NFS and TCP ACKed Unseen Segment

Question

Hi,

Environment consists of VMware ESXi 5.0 (Patch 9) servers and NetApp NAS/Filer.

Experiencing periodic drops of NFS exports from the ESXi hosts. The exports automatically reconnect after 3 minutes.

Storage vendor has reviewed tcpdump captures from the VMware hosts and believes they indicate network issues.

Seeing many "TCP ACKed unseen segment" and "TCP Previous Segment not captured" messages in Wireshark.

Captures uploaded to - https://www.cloudshark.org/captures/a0fdd8dbca3e

tcpdump configuration used -

# tcpdump-uw -i vmk3 -s 1514 -C 1M -W 10 -w /vmfs/volumes/test.pcap
tcpdump-uw: WARNING: SIOCGIFINDEX: Invalid argument
tcpdump-uw: listening on vmk3, link-type EN10MB (Ethernet), capture size 1514 bytes
tcpdump-uw: pcap_loop: recvfrom: Interrupted system call
189449 packets captured
189449 packets received by filter
0 packets dropped by kernel

Thanks for you assistance!

Answer 1

What you have is massive packet loss, meaning, that your capture wasn't able to record all packets coming in. This comes as no surprise, because capturing intense storage traffic cannot be performed without this kind of loss with normal PCs. You'd need a special high performance appliance for this kind of thing.
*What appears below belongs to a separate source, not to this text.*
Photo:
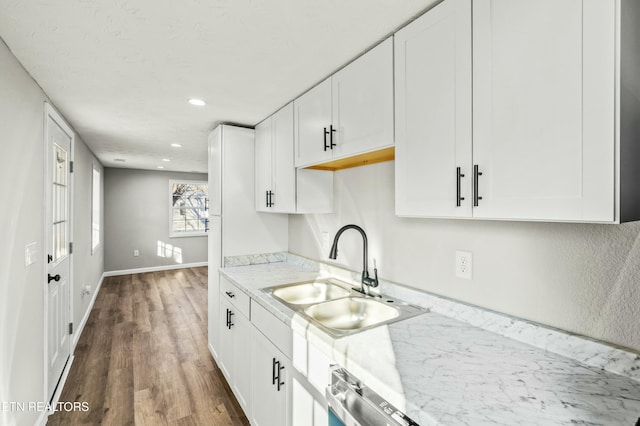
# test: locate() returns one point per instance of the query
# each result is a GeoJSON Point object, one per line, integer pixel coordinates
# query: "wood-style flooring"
{"type": "Point", "coordinates": [143, 358]}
There are many places where packet loss can occur, with the kernel being only one of them. So even if TCPdump says 0 packets dropped by kernel it doesn't mean there is no drop.

What you could do is reduce the amount of bytes per packet captured to 64 or 128 bytes, because in situations like this the payload doesn't matter. You want to look at TCP behavior, and for that 64 bytes are more than enough.